Back in 2004, I was involved in the creation of my department’s website which coincided with the actual launch of the department. We were lucky because our department began at a time when websites were becoming common in government, and our director knew how important that website would be for our customers. Not everyone was sold on the idea, some pointed to the lack of email addresses for our towns and counties and asked whether it was fair to use a website to replace traditional government letterhead and correspondence.
But then, an amazing thing happened, within 1 year of our website launch, 100% of our county and town customers had email addresses. Why? Because they saw the value of email for the first time and they too liked the speed of an email response from my colleagues and they loved being able to check for the latest grant announcements online. Our website had great traffic and we took less calls for basic information because a new, self-service option was available to our constituents.
Fast forward to today. Unlike 2004, our current government constituents have technology expectations. They use social media, they shop online and they use kiosks everywhere, the movie theatre, the ATM, the airport, the post office. How can government meet the expectations of their constituents? With new technologies like ECM and document management, government can meet these expectations and navigate reduced budget and staffing levels. We needed the vision of a website back in 2004 to be a modern and responsive state agency, and today, we need a vision of self-service to get us through the “new normal” of smaller budgets.
Like the World Wide Web, ECM strategies present so many options for government that it could be easy to overlook the obvious support that ECM provides for self-service. Self-service is not only a strategy for helping to maintain constituent service levels with less staff, it is an absolute expectation of today’s citizen. So, the government entity that fails to branch into these areas does so at the risk of appearing to provide less service because the budget cutbacks will not allow “business as usual” methods of serving constituents but also, constituents simply expect to be able to access government through their computer and smartphone.
So, how can enterprise content management (ECM) help?
First, ECM can provide both the document repository and the workflow automation to backstop your online services. From taking a 3-1-1 request to applying for assistance to requesting a building permit, ECM can help government launch a paperless process and provide a way for applicants to upload relevant documents. This means that the request is immediately routed to a staff person without printing and filing and the request could be worked on by more than one person at a time, speeding up a process. The result? Faster and cheaper government service, without making a constituent travel to your office during business hours.
ECM can also help provide a self-service option for typical public records requests or to view public documents. Using your ECM solution search function, now embedded in your website, constituents can search for documents themselves without waiting to make a records request and without staff having to stand at photocopy machines rather than doing other tasks. The result? Constituents can serve themselves, and your government operations are more transparent.
Kiosks are a great way to take payments, route applicants and begin processes and agencies and universities are linking kiosks to their ECM solutions to help provide better service by making it possible for customers to start the transaction themselves. The result? They can focus their staff time on harder tasks that require human interaction and allow other transactions to be taken care of entirely by a kiosk, reducing wait times and sending customers away happy about the sped of their transaction.

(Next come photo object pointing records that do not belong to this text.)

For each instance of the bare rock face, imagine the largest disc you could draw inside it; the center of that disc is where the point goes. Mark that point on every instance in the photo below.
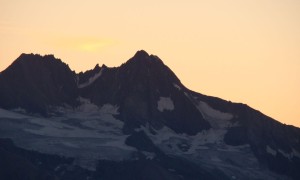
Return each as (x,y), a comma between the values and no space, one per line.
(139,108)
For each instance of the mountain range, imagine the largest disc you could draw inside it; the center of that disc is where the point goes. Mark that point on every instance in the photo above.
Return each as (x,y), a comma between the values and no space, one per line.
(135,121)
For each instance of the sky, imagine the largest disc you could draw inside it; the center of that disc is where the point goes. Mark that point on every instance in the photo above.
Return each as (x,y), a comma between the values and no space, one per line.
(240,50)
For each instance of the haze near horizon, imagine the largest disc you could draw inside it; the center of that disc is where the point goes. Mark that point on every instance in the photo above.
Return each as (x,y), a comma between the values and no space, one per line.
(244,51)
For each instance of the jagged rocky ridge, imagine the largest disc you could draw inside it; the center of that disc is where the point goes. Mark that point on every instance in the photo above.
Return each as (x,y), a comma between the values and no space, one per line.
(141,111)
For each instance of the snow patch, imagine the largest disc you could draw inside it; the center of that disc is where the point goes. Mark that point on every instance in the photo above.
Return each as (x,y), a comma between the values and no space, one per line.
(12,115)
(165,103)
(91,79)
(271,151)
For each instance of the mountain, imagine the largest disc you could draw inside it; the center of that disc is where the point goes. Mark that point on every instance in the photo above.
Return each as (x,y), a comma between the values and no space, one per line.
(135,121)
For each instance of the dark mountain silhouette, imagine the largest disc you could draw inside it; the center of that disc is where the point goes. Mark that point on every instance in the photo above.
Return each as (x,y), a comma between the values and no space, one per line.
(210,138)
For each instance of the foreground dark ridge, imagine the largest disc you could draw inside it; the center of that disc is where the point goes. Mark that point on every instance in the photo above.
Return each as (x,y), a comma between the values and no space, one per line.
(144,100)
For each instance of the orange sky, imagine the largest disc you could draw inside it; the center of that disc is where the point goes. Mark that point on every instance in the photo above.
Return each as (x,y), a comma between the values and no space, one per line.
(240,50)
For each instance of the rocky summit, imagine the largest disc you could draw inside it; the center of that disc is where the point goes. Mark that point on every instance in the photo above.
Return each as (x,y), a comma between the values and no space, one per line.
(135,121)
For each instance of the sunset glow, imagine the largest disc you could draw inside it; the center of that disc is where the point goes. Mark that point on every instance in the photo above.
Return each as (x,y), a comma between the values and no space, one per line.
(240,50)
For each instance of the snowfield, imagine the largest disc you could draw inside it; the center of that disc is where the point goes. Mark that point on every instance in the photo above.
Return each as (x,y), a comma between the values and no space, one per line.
(90,133)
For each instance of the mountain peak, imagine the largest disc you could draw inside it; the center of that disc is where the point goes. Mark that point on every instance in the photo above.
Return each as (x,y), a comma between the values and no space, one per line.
(141,54)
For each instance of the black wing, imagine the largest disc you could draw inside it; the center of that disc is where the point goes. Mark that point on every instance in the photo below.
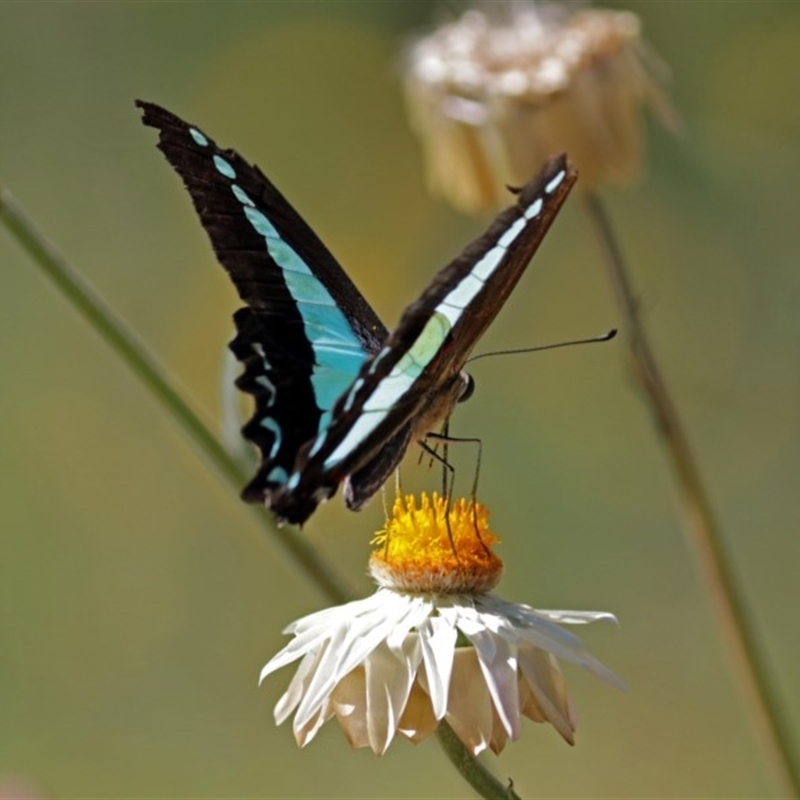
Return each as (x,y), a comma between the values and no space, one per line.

Smart phones now have a role to play in how government services and information is dispensed. As you explore this option for your agency, consider that some ECM vendors have mobile apps for Blackberries, iPhones, Windows 7 and Android phones and support mobile devices like the iPad. With these technologies expanding and with their lower hardware costs, they provide a very viable option for self-service, as well as supporting government field staff. ECM vendors with a smartphone option allow you to create constituent apps with document access, a very customer-friendly face to your government. Your ECM investment, like my website work back in 2004, must support this obligatory option to keep pace with the growing presence of apps as a way to interface with government.
As more government agencies move into ECM, a last self-service option has emerged, an integrated subscription or pay-for-documents portal. This eCommerce option, which leverages your previously internal ECM, can allow you to configure and deploy a document service that is web-based. Constituents can search for documents and then pay to download them. In traditional records requests, many jurisdictions are allowed to recover costs for printing or providing the document. Using your ECM solution with this eCommerce component means that you can recover the costs of your ECM solution while providing another self-service option for your constituents.
ECM solutions provide a number of ways to create self-service government, whether that is backstopping your online services, providing access to government documents, supporting kiosk transactions or helping to recover document costs. The key is to realize that ECM can mean more self-service options and to recognize that this is the expectation of constituents that have grown up with the Web and the kiosk. With the right ECM vendor, the expectations of your constituents and the realities of your budget can meet with an ECM-based, responsive self-service solution.